Affordable Access

Relationship of traditional and nontraditional cardiovascular risk factors to coronary artery calcium in type 2 diabetes.

Authors
  • Mazzone, Theodore
  • Meyer, Peter M
  • Kondos, George T
  • Davidson, Michael H
  • Feinstein, Steven B
  • D'Agostino, Ralph B Sr
  • Perez, Alfonso
  • Haffner, Steven M
Type
Published Article
Journal
Diabetes
Publisher
American Diabetes Association
Publication Date
Mar 01, 2007
Volume
56
Issue
3
Pages
849–855
Identifiers
PMID: 17327456
Source
Medline
License
Unknown

Abstract

We evaluated correlates of coronary atherosclerosis, measured by coronary artery calcium, in a racially diverse group of male and female subjects with type 2 diabetes. Age, systolic blood pressure, sex, and race/ethnicity were significant determinants of coronary artery calcium.
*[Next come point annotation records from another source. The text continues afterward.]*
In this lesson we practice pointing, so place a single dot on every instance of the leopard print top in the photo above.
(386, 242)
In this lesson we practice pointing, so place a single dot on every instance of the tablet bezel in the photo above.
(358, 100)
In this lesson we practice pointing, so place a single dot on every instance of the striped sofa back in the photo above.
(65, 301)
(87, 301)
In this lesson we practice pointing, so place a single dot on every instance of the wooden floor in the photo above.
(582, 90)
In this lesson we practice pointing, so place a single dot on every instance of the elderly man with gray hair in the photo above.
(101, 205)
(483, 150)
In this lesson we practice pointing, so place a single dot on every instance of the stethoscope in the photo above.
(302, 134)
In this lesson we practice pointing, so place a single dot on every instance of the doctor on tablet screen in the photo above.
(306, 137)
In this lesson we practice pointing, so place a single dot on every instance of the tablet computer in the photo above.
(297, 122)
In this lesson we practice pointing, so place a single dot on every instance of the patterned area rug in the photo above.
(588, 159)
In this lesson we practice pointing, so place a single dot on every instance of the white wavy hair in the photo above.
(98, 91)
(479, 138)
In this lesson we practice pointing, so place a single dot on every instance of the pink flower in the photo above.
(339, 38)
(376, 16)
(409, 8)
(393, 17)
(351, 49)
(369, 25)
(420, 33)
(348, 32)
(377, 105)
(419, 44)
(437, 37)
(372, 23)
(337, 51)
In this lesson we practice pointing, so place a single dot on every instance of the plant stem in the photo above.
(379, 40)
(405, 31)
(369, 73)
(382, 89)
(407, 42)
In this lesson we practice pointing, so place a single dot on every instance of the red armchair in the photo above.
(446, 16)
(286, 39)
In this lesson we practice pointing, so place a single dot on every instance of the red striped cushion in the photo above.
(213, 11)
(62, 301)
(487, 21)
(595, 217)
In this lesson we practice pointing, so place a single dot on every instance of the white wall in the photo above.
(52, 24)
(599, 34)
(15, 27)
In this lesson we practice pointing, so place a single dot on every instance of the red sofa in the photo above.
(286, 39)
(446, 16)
Among lipoproteins, cholesterol level contained in a particle excluded from direct measures of LDL and HDL cholesterol (designated triglyceride-rich lipoprotein cholesterol) was most strongly linked to coronary artery calcium. Neither inflammatory markers nor metabolic factors correlated with coronary artery calcium in models adjusted for age and sex, but measures of adipose distribution did. Waist-to-hip ratio and the ratio of visceral to total abdominal tissue were positively associated with coronary artery calcium. In fully adjusted multivariate models, the relationship of adiposity measures to coronary artery calcium was no longer significant after inclusion of apolipoprotein B or triglyceride-rich lipoprotein cholesterol. Traditional risk factors and race/ethnicity remain important correlates of coronary artery calcium in a cohort at elevated risk of cardiovascular disease because of type 2 diabetes. Adiposity measures are significantly associated with coronary artery calcium score, but their importance may be largely explained by apolipoprotein B or triglyceride-rich lipoprotein cholesterol.